Dropping Classes and Withdrawal from the University
We monitor enrollment levels each term. If you drop courses and fall below the minimum credit hour requirements, you may have to repay all or part of your aid. Consult with a financial aid officer before you drop a class. Adjustments to your financial aid are not made until after the drop/add date for each term.
When a failing grade is given due to a student not attending a class (or when a student stops attending), it is considered an unofficial withdrawal and you could be required to repay your aid. If you have questions about your enrollment and aid eligibility, contact our office.
If you withdraw or are asked to withdraw from the university, you must inform the Office of Financial Aid immediately. If you have received a federal student loan, you will be sent information on completing required loan repayment exit counseling. Depending upon when you withdraw, you might be required to repay all or part of your aid . See Withdrawing and Your Financial Aid.
Wait Listed Classes
Wait-listed classes, not-for-credit classes and classes that you are auditing do not count toward enrollment. So while you may intend to enroll full-time, your course load may be considered part-time while you are on the waiting list. What you can do:
- Track your enrollment level if you are on a waiting list.
- If you are not admitted to your wait-listed class and have not received all of your aid when your bill is due, pay it to avoid a late fee.
- Once you are admitted to the wait-listed class and you are enrolled full-time, remaining aid funds will be credited to your student account. If you have already paid your bill and you would like a check for the credited amount, contact Student Financial Services.
- If your are admitted to the class, you will be billed for those additional credit hours.
Enrolling in courses is not enough to secure your financial aid. You must also attend the courses in which you enroll. The Office of Financial Aid is required to verify that students who receive a non-passing grade (any grade other than A, B, C, D, or P) in any class actually began attending the class. If you receive a non-passing grade in a course or no grade is reported, we will follow up to determine whether or not you attended.
Failure to attend can be expensive: your aid could be reduced retroactively and you could be required to repay aid you have received. If you have any questions about your enrollment and eligibility for financial aid, please contact the Office of Financial Aid for assistance.
To remain eligible for financial aid, students must make "satisfactory academic progress" toward completion of a degree. Federal regulations require the Office of Financial Aid to monitor the progress of each student toward their degree completion. Students who fall behind in their coursework or who fail to achieve minimum standards for grade point average and completion of classes may lose their eligibility for all types of federal, state, and university aid. See Satisfactory Academic Progress.
Undergraduate students who have received one bachelor's degree and are pursuing a second degree in another program will only be eligible for loans.
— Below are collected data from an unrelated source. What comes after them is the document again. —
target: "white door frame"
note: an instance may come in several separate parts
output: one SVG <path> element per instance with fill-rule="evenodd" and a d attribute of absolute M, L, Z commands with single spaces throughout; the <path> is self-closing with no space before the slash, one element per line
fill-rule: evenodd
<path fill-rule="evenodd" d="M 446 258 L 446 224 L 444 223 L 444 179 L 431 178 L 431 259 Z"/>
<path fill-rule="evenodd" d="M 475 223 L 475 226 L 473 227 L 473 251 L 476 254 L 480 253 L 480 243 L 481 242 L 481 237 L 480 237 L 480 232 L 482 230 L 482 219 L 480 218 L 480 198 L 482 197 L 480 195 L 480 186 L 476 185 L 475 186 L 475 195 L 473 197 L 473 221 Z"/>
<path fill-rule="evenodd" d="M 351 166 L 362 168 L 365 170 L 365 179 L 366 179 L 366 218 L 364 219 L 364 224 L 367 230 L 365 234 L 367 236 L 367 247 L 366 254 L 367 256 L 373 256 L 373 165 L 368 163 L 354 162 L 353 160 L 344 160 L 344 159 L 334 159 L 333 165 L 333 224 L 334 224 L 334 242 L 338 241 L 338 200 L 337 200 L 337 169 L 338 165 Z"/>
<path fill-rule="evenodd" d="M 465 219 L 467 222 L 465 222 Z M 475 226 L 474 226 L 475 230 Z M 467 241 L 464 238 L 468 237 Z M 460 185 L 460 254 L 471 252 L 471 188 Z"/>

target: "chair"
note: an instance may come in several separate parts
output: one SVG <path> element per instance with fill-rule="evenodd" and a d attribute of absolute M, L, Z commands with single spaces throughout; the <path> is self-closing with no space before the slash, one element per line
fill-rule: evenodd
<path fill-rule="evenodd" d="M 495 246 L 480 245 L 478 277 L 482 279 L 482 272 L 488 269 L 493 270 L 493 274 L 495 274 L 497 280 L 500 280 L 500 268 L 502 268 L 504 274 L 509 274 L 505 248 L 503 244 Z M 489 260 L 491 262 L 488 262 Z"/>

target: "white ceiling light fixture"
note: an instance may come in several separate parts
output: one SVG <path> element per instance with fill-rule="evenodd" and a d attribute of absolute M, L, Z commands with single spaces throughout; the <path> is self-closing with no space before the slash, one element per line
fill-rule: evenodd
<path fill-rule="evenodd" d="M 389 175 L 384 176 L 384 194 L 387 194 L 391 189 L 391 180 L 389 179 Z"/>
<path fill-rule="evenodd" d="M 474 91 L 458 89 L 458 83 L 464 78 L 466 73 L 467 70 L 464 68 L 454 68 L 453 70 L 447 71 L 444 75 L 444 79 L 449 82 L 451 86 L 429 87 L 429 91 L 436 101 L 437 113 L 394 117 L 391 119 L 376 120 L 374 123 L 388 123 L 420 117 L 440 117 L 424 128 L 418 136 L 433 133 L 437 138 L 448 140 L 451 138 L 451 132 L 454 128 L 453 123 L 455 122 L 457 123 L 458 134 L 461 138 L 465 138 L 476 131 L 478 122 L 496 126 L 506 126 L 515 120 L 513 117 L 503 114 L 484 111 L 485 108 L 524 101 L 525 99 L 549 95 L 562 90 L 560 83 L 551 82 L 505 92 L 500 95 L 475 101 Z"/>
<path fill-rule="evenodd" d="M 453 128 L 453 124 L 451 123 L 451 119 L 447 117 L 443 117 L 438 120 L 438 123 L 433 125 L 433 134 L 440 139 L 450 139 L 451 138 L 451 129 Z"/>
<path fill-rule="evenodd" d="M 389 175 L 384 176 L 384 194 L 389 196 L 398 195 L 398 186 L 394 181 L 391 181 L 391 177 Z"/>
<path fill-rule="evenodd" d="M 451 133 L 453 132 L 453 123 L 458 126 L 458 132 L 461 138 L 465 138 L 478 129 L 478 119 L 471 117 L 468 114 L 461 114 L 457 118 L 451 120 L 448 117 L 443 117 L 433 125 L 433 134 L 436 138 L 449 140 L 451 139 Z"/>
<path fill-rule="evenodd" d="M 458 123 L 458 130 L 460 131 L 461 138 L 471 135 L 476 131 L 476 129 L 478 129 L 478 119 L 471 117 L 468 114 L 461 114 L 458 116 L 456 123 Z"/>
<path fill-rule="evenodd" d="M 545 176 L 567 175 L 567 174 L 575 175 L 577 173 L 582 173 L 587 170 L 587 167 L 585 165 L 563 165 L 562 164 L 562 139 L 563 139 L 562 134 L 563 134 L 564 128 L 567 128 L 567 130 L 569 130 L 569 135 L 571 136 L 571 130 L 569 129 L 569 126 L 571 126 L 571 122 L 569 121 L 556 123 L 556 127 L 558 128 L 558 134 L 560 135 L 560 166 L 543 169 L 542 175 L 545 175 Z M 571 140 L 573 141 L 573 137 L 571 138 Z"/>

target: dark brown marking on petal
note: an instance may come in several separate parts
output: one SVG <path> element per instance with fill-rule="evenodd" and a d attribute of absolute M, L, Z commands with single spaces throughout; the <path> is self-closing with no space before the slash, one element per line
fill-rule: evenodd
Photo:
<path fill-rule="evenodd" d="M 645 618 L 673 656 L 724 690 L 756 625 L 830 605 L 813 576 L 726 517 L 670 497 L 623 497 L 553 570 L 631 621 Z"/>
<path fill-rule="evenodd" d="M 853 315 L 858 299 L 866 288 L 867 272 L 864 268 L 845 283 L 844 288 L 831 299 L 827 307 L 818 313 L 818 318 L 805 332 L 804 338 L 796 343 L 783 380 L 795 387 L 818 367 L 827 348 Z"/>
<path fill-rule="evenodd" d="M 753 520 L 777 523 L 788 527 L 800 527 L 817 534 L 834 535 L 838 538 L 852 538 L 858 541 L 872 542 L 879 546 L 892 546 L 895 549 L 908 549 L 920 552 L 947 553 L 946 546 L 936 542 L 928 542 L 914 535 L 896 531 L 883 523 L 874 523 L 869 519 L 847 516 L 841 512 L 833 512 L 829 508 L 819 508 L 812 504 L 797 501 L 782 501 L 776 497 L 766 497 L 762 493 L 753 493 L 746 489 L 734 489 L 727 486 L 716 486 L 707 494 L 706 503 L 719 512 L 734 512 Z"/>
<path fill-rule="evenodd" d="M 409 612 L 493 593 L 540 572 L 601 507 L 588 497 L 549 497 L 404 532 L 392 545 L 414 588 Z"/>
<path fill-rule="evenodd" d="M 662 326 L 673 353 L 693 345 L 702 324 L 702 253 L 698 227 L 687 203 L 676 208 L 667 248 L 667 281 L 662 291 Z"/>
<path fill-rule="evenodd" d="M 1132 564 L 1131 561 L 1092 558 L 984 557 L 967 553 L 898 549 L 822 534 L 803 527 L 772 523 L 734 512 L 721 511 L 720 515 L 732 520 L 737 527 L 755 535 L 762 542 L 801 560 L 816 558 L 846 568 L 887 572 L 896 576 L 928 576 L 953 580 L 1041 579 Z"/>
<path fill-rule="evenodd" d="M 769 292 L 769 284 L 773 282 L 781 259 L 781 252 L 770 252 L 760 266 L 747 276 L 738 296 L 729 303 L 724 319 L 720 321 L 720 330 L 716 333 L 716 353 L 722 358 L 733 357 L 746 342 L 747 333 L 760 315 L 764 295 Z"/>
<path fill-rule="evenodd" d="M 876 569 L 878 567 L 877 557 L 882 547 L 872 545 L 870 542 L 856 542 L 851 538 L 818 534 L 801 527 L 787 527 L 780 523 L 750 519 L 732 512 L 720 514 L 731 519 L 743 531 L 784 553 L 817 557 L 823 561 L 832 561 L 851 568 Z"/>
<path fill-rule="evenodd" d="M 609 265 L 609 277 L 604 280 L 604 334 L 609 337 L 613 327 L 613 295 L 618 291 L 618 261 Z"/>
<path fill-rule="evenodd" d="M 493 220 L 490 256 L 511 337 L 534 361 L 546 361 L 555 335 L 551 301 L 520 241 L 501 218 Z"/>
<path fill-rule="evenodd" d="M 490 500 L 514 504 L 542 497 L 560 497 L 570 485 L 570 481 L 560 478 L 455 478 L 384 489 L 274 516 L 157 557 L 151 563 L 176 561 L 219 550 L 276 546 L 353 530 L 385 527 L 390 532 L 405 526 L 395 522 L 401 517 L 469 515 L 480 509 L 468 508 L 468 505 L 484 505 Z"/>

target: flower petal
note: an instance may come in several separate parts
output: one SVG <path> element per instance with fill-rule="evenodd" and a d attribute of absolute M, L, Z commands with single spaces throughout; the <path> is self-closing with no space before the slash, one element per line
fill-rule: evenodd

However, a student enrolled in an approved dual-degree program or who is a double major may qualify for all types of aid.
Students who are enrolled in combined Bachelor/Master degree programs designed specifically to grant both a BA/BS and MA/MS within a five-year time period should discuss financial aid eligibility with the Office of Financial Aid. Eligibility for undergraduate aid varies in the fourth year of these programs and is based upon both the type of coursework for which you will be enrolled and how that coursework will be counted. Students in the fifth year of these programs are always considered to be Graduate Students and will be packaged with graduate-level assistance.